(Reuters) - A California grand jury has indicted a former nursing student with seven counts of murder in a shooting rampage at a Christian college, freeing prosecutors from having to present their case to a judge before proceeding to trial if the defendant is later declared mentally competent, a local CBS broadcaster reported.
An Alameda County Superior Court judge ruled in January last year that Korean-American One Goh was mentally incompetent to stand trial.
If a judge determines at a later point that Goh has regained his mental competency, he would be ordered to stand trial in the high-profile case.
Broadcaster CBS cited Alameda County prosecutors in saying that charges originally brought against Goh were incorporated in the Aug. 22 indictment. However he now faces two allegations, down from ten, that could possibly lead to the death penalty if he is convicted.
Without an indictment, the government would need to present its case to a judge in a preliminary hearing to show there was sufficient evidence to proceed to trial.
Goh would not be arraigned on the charges until he is deemed fit for trial, CBS reported.

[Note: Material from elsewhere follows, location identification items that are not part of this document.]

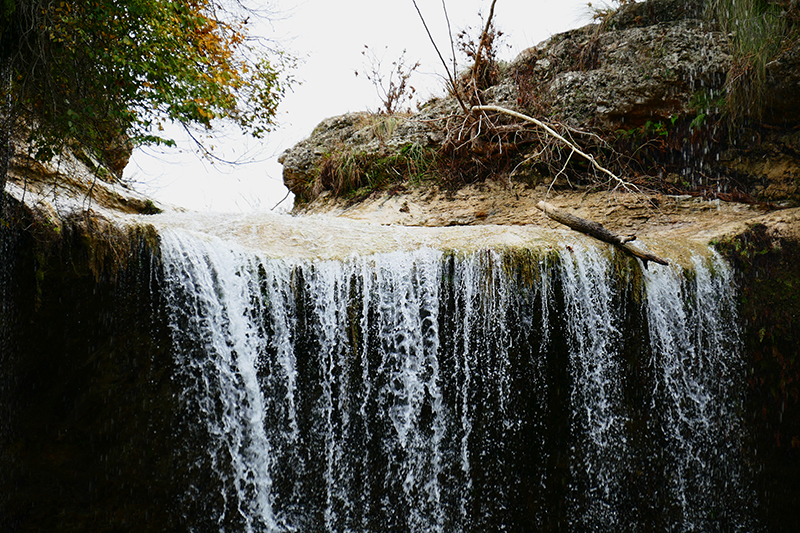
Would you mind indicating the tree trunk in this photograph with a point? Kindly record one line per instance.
(596, 230)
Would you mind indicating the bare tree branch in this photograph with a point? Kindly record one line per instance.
(550, 131)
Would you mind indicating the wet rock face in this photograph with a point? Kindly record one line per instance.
(652, 75)
(623, 78)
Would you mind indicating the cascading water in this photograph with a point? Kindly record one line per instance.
(434, 391)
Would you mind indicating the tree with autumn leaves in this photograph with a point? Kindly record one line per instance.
(93, 72)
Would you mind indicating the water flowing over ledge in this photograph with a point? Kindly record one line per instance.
(528, 381)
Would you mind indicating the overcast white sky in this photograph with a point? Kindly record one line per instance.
(329, 37)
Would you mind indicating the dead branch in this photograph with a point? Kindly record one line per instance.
(596, 230)
(550, 131)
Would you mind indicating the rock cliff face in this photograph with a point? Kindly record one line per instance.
(650, 81)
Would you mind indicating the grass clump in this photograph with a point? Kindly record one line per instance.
(758, 30)
(357, 173)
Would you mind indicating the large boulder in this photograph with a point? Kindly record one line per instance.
(651, 71)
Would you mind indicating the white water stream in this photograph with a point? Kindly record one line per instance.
(413, 389)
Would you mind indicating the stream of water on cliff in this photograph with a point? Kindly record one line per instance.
(551, 389)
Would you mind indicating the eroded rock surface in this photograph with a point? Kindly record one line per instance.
(650, 80)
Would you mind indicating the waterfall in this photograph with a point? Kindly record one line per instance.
(560, 389)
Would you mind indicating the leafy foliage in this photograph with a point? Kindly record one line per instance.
(95, 71)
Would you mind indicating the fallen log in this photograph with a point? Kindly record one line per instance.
(596, 230)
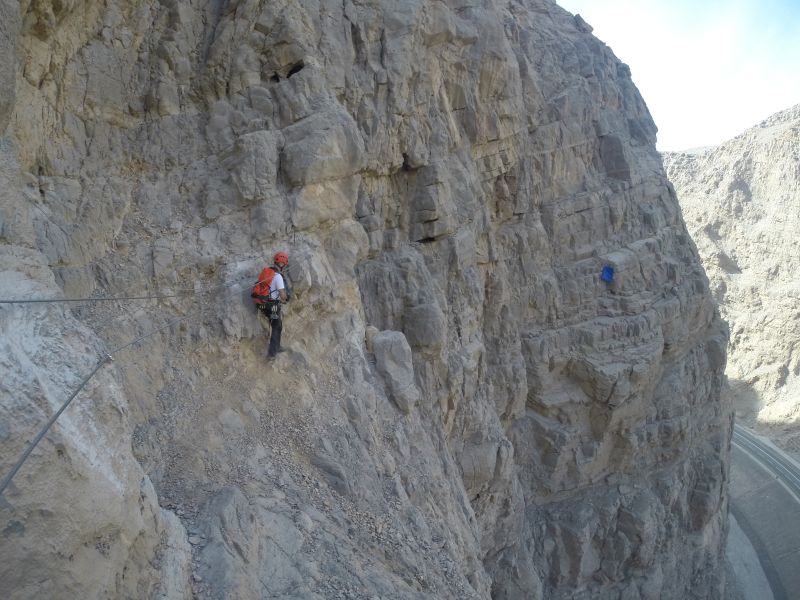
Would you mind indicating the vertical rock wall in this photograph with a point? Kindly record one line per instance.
(741, 203)
(466, 409)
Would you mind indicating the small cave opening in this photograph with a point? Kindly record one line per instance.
(296, 68)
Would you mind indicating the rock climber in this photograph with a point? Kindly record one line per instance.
(269, 293)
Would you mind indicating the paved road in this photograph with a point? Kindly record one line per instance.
(765, 500)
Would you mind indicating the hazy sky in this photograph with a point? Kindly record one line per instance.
(708, 69)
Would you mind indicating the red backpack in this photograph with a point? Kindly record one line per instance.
(260, 293)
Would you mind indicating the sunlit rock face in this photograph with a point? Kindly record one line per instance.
(466, 409)
(741, 202)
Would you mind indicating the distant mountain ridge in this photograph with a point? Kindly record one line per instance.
(741, 202)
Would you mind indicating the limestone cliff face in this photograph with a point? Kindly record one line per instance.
(466, 409)
(741, 201)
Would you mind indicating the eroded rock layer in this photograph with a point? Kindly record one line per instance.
(741, 201)
(466, 409)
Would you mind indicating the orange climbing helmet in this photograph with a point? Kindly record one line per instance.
(281, 258)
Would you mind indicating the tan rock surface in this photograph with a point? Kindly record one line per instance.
(741, 201)
(466, 409)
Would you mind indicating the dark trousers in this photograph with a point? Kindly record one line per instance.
(275, 336)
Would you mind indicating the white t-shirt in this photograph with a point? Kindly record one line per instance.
(277, 284)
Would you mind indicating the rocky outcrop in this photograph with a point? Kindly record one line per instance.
(466, 409)
(741, 201)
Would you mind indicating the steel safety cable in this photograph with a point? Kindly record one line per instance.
(107, 358)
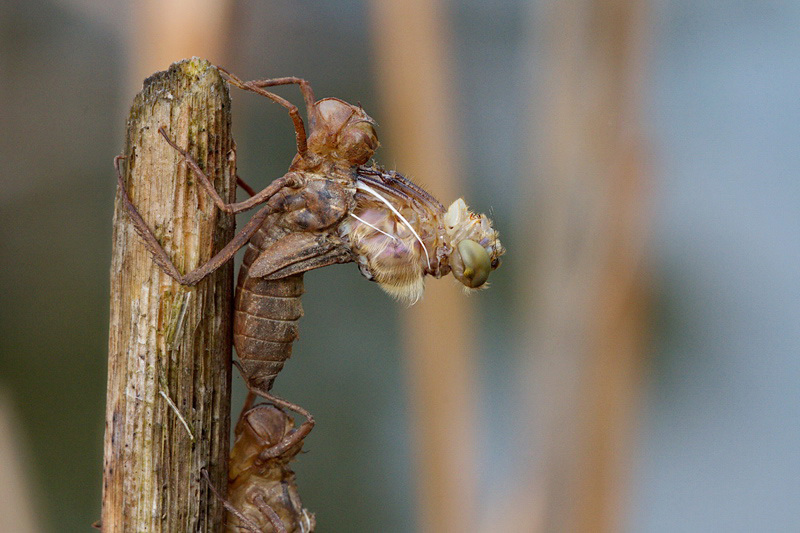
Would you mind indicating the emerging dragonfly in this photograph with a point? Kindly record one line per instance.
(330, 207)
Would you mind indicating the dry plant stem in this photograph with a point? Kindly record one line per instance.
(168, 406)
(586, 294)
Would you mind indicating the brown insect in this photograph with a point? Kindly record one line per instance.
(330, 207)
(262, 492)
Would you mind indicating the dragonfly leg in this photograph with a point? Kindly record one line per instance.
(269, 512)
(257, 87)
(243, 519)
(205, 182)
(296, 435)
(160, 256)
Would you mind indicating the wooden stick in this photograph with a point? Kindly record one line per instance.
(586, 296)
(169, 371)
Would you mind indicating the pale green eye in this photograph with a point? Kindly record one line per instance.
(477, 263)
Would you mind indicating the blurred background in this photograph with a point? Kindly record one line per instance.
(634, 366)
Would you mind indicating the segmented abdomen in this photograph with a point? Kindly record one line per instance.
(265, 320)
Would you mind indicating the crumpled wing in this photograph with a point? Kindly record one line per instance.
(300, 252)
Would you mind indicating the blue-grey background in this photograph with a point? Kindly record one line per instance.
(719, 441)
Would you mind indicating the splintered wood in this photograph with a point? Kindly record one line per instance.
(169, 345)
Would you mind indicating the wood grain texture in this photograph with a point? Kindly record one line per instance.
(167, 341)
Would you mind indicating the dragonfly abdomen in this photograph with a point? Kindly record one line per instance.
(265, 323)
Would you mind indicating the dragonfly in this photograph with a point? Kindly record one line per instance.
(332, 206)
(262, 493)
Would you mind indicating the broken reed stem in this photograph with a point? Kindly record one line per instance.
(169, 369)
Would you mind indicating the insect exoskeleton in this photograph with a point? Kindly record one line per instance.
(399, 233)
(342, 131)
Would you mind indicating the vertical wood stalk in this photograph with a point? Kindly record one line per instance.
(169, 368)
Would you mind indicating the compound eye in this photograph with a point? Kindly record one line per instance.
(477, 263)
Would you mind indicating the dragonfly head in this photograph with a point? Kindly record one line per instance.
(475, 245)
(342, 131)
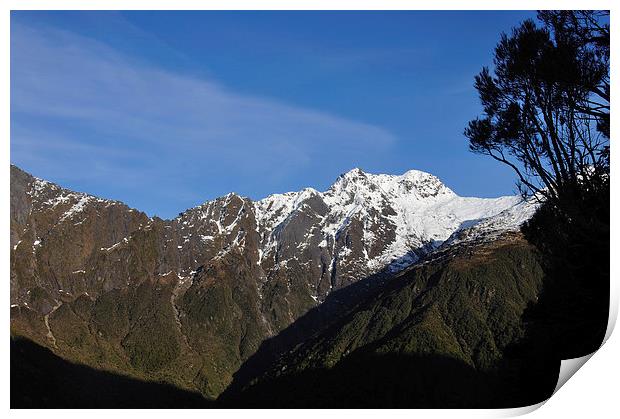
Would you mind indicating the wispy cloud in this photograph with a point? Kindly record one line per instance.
(80, 109)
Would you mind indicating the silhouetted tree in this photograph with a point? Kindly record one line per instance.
(546, 105)
(546, 115)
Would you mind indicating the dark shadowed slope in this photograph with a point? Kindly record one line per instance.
(40, 379)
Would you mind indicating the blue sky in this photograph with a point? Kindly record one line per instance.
(165, 110)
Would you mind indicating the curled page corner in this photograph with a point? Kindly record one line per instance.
(568, 368)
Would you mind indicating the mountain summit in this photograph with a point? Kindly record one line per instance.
(108, 286)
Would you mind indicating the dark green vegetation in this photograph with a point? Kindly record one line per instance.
(477, 324)
(438, 335)
(435, 336)
(40, 379)
(546, 115)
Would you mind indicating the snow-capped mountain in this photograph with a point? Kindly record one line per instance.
(93, 276)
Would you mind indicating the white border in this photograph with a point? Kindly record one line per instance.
(592, 393)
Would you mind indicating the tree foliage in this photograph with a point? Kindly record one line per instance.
(546, 105)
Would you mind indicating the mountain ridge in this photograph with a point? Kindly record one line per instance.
(218, 279)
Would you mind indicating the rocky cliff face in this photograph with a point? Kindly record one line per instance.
(188, 300)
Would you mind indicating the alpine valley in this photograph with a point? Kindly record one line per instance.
(299, 293)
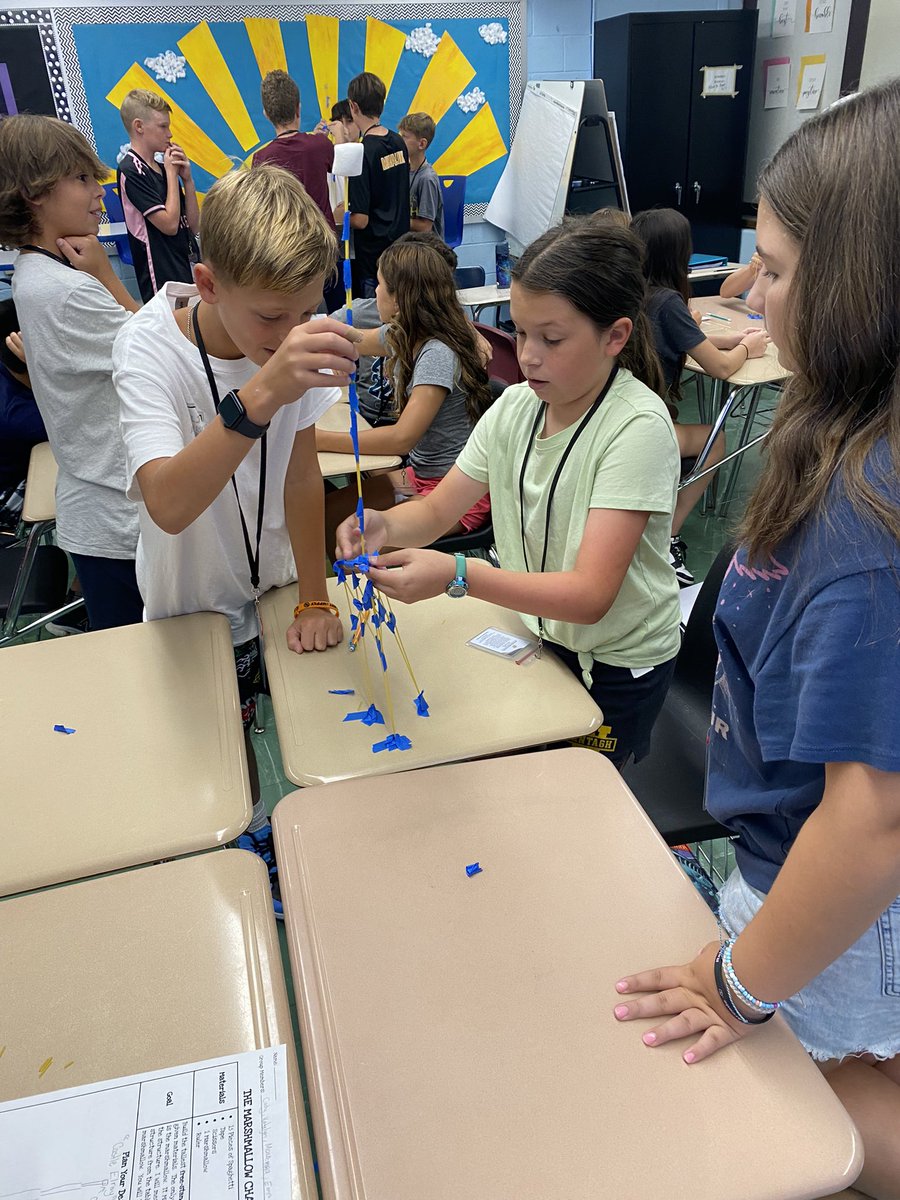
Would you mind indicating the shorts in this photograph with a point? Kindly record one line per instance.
(478, 515)
(853, 1006)
(250, 678)
(630, 706)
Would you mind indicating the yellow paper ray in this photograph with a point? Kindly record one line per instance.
(479, 144)
(197, 145)
(264, 34)
(322, 34)
(444, 79)
(208, 63)
(384, 46)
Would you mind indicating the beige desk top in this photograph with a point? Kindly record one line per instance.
(459, 1032)
(151, 969)
(40, 502)
(155, 768)
(337, 420)
(480, 705)
(766, 370)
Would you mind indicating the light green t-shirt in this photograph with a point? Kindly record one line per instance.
(627, 457)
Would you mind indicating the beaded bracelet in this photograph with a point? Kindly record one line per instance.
(761, 1006)
(725, 996)
(316, 604)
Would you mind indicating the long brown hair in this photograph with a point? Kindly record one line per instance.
(423, 285)
(833, 186)
(597, 267)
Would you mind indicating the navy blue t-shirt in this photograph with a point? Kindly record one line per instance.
(809, 673)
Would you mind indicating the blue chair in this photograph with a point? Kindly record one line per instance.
(113, 204)
(454, 196)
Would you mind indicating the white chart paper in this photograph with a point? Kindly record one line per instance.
(210, 1131)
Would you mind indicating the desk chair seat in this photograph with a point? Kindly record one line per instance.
(669, 783)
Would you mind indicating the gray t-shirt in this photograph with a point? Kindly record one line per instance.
(425, 198)
(438, 448)
(69, 324)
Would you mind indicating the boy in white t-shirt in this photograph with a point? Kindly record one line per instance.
(221, 383)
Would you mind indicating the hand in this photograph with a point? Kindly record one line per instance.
(300, 360)
(349, 544)
(688, 997)
(756, 343)
(425, 574)
(315, 629)
(16, 346)
(87, 255)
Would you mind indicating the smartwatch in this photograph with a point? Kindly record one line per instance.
(459, 585)
(234, 417)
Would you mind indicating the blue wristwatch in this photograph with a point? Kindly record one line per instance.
(459, 586)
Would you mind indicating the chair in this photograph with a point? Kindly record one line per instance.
(113, 204)
(454, 195)
(669, 783)
(469, 277)
(504, 360)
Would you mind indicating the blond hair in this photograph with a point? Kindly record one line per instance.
(139, 103)
(420, 125)
(261, 229)
(35, 154)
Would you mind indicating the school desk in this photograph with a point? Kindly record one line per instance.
(480, 703)
(150, 969)
(459, 1032)
(40, 503)
(337, 420)
(155, 767)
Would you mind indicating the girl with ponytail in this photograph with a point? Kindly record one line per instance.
(582, 467)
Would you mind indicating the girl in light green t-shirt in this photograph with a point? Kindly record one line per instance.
(582, 466)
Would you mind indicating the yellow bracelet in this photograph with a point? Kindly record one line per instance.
(316, 604)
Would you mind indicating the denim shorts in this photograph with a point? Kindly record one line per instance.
(853, 1006)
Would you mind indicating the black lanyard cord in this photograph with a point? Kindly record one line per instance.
(561, 465)
(252, 558)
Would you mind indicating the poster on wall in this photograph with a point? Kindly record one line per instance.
(462, 64)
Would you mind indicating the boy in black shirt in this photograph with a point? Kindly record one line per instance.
(379, 197)
(160, 202)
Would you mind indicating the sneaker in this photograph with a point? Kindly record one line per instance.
(677, 555)
(261, 843)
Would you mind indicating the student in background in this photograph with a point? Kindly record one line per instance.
(219, 400)
(439, 385)
(160, 201)
(71, 306)
(426, 204)
(379, 197)
(666, 235)
(582, 467)
(742, 280)
(309, 156)
(804, 747)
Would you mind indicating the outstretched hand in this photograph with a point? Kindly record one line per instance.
(687, 996)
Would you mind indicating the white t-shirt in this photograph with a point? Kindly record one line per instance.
(166, 402)
(69, 324)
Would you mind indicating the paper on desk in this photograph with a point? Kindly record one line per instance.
(208, 1131)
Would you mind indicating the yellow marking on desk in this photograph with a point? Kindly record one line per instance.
(384, 46)
(322, 34)
(479, 144)
(201, 49)
(264, 34)
(444, 79)
(197, 145)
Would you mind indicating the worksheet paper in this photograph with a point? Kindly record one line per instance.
(209, 1131)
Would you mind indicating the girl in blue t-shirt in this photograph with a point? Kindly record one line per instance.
(804, 747)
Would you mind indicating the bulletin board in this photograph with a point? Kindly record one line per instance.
(463, 63)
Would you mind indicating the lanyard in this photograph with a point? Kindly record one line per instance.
(564, 456)
(252, 558)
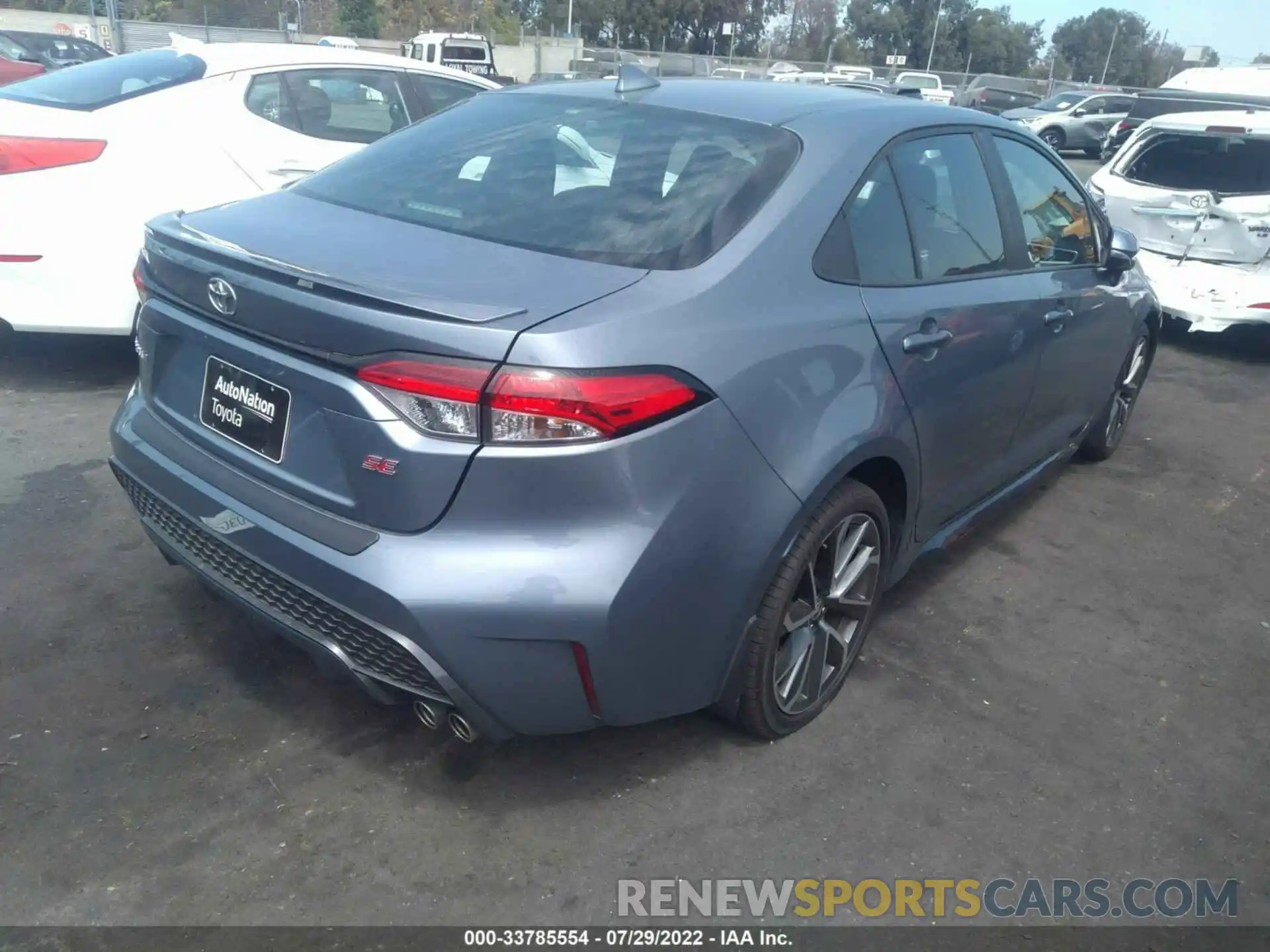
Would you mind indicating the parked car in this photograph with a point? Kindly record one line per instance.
(17, 63)
(1164, 102)
(1082, 125)
(238, 120)
(55, 51)
(995, 95)
(625, 451)
(857, 73)
(931, 87)
(1195, 190)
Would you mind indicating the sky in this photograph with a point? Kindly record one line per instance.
(1238, 30)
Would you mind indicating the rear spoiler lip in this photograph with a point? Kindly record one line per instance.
(394, 299)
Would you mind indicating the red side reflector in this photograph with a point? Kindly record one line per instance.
(588, 686)
(606, 404)
(459, 381)
(24, 154)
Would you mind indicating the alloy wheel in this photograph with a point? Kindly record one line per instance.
(1127, 391)
(826, 616)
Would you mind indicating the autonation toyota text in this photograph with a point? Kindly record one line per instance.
(931, 898)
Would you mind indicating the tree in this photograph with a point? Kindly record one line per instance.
(360, 18)
(991, 41)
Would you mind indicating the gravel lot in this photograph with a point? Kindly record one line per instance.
(1078, 691)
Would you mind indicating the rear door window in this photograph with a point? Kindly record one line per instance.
(952, 212)
(103, 83)
(436, 93)
(603, 180)
(1056, 221)
(879, 231)
(347, 106)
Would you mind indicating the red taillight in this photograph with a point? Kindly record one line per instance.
(19, 154)
(534, 405)
(444, 397)
(441, 397)
(588, 686)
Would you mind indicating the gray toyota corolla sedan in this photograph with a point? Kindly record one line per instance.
(596, 403)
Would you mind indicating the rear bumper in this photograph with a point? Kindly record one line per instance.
(652, 555)
(1210, 298)
(66, 296)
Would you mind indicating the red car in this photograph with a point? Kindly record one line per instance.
(16, 63)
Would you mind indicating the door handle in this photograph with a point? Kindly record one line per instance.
(1056, 319)
(927, 344)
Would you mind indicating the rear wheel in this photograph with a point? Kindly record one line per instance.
(814, 619)
(1107, 430)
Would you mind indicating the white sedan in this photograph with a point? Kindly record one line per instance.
(89, 155)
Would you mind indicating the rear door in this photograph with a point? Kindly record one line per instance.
(437, 93)
(288, 124)
(1078, 314)
(952, 320)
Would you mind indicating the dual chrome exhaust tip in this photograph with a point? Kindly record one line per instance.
(433, 714)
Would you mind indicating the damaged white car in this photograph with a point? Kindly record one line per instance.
(1194, 188)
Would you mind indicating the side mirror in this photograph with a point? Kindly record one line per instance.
(1123, 251)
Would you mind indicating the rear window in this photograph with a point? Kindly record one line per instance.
(1148, 107)
(93, 85)
(603, 180)
(468, 52)
(1222, 164)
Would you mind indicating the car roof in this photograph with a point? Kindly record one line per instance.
(771, 103)
(1256, 122)
(233, 58)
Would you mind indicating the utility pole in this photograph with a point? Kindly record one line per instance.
(935, 34)
(1108, 63)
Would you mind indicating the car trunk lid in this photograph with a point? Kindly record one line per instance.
(1197, 192)
(319, 290)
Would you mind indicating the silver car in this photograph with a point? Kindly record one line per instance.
(1083, 124)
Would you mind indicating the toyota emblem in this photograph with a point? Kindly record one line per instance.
(222, 296)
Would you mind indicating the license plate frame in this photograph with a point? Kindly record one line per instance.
(245, 397)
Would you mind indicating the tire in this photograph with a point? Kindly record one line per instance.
(799, 610)
(1109, 427)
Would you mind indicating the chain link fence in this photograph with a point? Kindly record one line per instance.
(126, 26)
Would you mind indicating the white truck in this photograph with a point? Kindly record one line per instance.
(470, 52)
(930, 85)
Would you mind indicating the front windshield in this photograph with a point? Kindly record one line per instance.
(1064, 100)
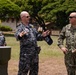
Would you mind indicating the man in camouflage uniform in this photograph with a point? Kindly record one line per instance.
(2, 39)
(29, 50)
(69, 33)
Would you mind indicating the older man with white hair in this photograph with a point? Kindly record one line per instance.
(69, 33)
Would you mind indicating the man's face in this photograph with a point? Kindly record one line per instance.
(26, 17)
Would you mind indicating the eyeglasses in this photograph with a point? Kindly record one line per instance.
(72, 16)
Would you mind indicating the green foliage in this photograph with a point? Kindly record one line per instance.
(5, 28)
(56, 11)
(8, 8)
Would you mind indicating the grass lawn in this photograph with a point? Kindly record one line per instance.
(47, 50)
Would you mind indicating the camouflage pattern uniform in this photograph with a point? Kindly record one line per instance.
(69, 33)
(29, 57)
(2, 39)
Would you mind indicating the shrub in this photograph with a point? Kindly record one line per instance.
(5, 28)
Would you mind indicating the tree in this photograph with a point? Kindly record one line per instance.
(8, 8)
(58, 11)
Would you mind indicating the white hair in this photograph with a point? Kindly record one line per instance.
(23, 13)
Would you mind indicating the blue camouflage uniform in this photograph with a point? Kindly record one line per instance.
(69, 33)
(29, 50)
(2, 39)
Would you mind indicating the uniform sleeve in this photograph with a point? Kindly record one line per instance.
(61, 38)
(18, 30)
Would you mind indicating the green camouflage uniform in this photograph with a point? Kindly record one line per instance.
(69, 34)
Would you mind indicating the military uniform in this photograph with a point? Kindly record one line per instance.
(29, 50)
(69, 33)
(2, 39)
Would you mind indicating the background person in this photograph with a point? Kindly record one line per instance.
(69, 33)
(2, 39)
(29, 50)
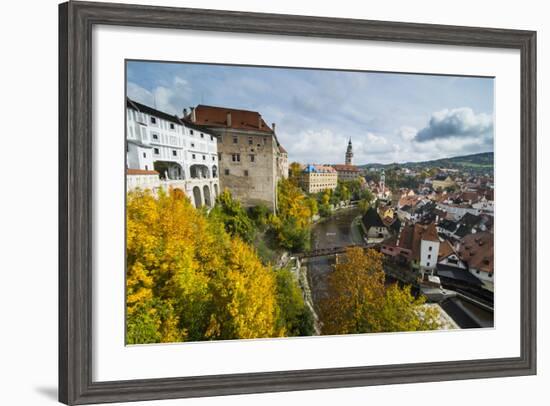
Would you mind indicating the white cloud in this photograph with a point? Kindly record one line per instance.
(407, 133)
(456, 123)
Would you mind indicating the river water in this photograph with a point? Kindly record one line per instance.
(335, 231)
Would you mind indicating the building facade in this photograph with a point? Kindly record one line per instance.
(347, 172)
(316, 178)
(163, 151)
(349, 153)
(250, 157)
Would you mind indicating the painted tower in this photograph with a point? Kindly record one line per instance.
(349, 153)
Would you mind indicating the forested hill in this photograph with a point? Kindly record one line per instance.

Goh has pleaded not guilty. Doctors have determined that he suffers from paranoid schizophrenia.
Authorities say they believe Goh became angry after he dropped out of the nursing school last year and administrators refused to refund his tuition.
According to court documents filed by prosecutors, Goh told investigators he went to the school in an industrial area of Oakland armed with a .45-caliber handgun and four magazines fully loaded with ammunition.
The document said Goh confessed to forcing an administrator from her office into a classroom at gunpoint. Inside the classroom, the court papers say, Goh killed several people before fleeing in a student's car.